Tariq Ramadan's background and tactics

By Olivier Guitta

I just wrote an article for The Weekly Standard on Tariq Ramadan. It explores in depth his bio, background, strategy and tactics to Islamize the West.
The whole article can be found here.
Here's an excerpt:
ON SEPTEMBER 20, the State Department denied a visa to Muslim scholar Tariq Ramadan on the grounds that he had contributed around 600 euros to a French charity classified as a terrorist organization since 2003 because of its relationship with the Palestinian terrorist group Hamas. This latest exclusion follows on the revocation of Ramadan's visa to live and work in the United States while teaching at Notre Dame in 2004, a step taken at the express request of the Department of Homeland Security. While the American Civil Liberties Union and the leftist literary group PEN, among others, present Ramadan as a moderate and accuse U.S. authorities of intolerance, the background and views of Tariq Ramadan suggest the government's move was entirely justified.

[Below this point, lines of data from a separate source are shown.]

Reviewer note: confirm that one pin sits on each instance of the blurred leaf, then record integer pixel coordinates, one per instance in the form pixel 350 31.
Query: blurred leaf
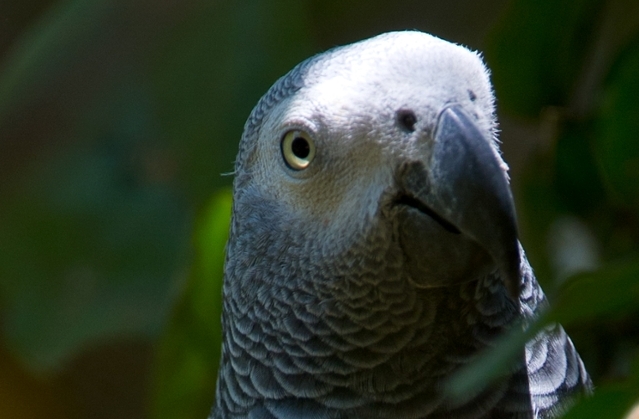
pixel 491 363
pixel 92 241
pixel 46 49
pixel 211 73
pixel 189 351
pixel 610 291
pixel 617 142
pixel 577 181
pixel 611 400
pixel 537 51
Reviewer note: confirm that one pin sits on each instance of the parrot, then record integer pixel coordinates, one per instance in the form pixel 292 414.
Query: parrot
pixel 373 248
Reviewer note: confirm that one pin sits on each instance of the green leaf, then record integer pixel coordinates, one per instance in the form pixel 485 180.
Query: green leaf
pixel 616 146
pixel 189 350
pixel 536 52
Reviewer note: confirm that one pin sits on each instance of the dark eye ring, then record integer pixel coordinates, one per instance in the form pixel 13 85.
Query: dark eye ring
pixel 298 149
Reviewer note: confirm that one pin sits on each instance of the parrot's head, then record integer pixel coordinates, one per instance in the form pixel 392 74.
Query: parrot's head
pixel 387 145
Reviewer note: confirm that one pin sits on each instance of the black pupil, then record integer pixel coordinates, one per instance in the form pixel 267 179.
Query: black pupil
pixel 407 119
pixel 301 148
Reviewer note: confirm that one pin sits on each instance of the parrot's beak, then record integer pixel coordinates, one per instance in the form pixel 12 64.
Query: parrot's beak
pixel 466 191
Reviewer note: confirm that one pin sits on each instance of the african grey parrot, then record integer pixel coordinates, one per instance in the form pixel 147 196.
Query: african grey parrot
pixel 373 248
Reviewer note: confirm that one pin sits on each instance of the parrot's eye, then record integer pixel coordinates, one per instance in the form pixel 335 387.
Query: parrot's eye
pixel 298 149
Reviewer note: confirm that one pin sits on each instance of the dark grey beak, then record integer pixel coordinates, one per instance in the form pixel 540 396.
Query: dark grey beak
pixel 464 188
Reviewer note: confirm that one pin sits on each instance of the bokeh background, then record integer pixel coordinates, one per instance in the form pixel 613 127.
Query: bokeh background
pixel 119 122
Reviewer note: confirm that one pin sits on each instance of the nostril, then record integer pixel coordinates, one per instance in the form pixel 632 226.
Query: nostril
pixel 407 119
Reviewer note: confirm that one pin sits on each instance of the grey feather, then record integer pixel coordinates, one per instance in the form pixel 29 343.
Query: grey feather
pixel 353 288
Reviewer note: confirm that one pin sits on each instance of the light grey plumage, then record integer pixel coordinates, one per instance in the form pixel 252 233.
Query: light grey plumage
pixel 354 286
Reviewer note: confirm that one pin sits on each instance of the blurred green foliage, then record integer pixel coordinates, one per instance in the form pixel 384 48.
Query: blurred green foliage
pixel 117 119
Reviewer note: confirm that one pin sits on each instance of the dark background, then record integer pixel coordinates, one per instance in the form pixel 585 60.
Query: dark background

For starters, Ramadan is the grandson of Hassan al-Banna, founder of the Muslim Brotherhood, the highly influential Islamist organization born in Egypt in 1928. It was the Brotherhood that invented the now-familiar Islamist modus operandi of covert organization, assassination, and extremist theology. Its goal was to overthrow the Egyptian regime, install a fundamentalist Muslim government, and impose sharia (Islamic law) as the new constitution. Tariq's father, Said Ramadan, was a major figure in this organization, expelled from Egypt by Gamal Abdul Nasser for Islamist activity.

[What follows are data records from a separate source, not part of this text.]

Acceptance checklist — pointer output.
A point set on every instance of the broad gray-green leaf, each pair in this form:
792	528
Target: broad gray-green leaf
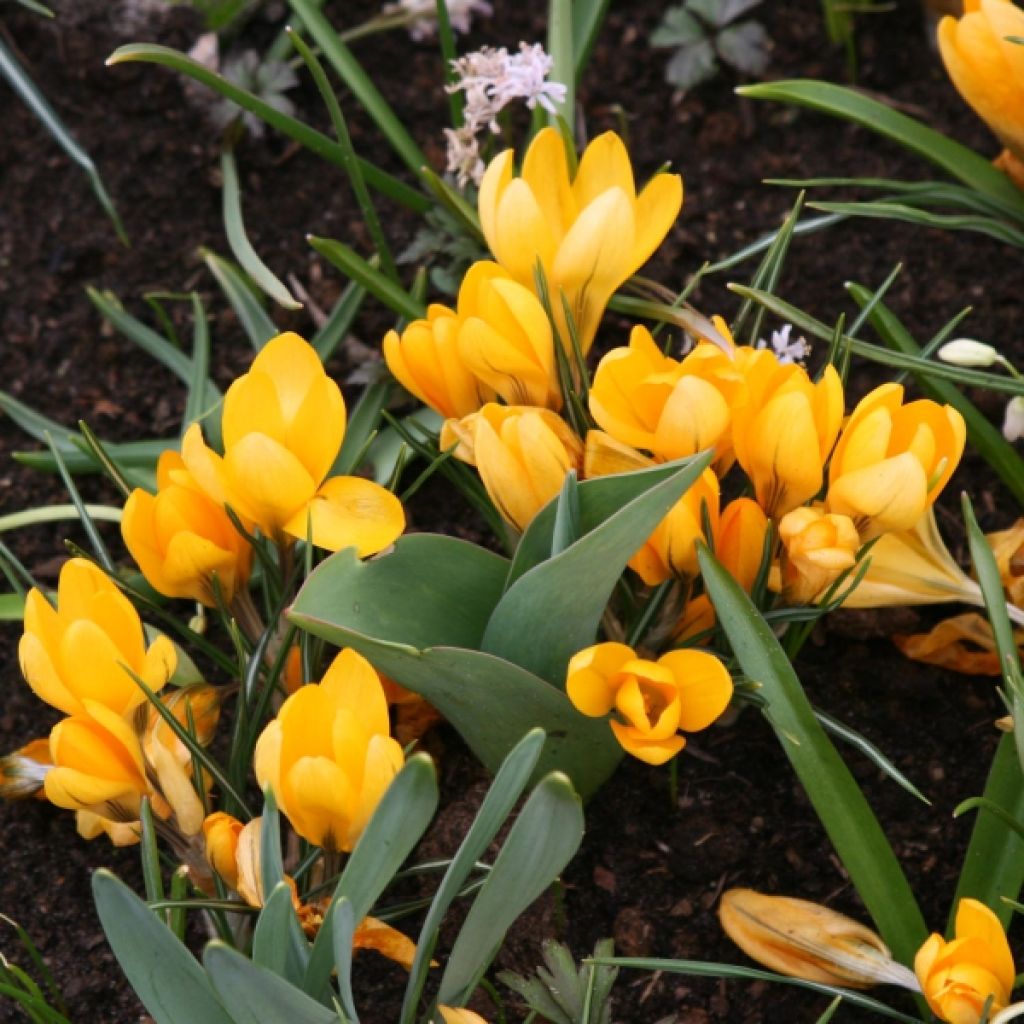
257	995
554	610
429	590
542	842
165	976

Said Ramadan took refuge first in Saudi Arabia, where he was a founder of the World Islamic League, one of the largest Saudi charities and global missionary groups. He then moved to Geneva, where in 1961 he created the Islamic Center, a combination mosque, think tank, and community center. The philosophy of the Muslim Brotherhood influenced a generation of wealthy Muslim kids, including Osama bin Laden. Interestingly, Said Ramadan also had U.S. connections: He had a close relationship with Malcolm X and was personal mentor to Dawud Salahuddin, a black convert to Islam who murdered an Iranian dissident, Ali Akbar Tabatabai, in Bethesda, Maryland, in 1980. After fleeing the United States, Salahuddin spent a few days in Geneva visiting Said Ramadan before taking refuge in Iran. Profiled in the New Yorker in 2002, Salahuddin confirmed that Ramadan remained his adviser and spiritual guide until Ramadan's death in 1995.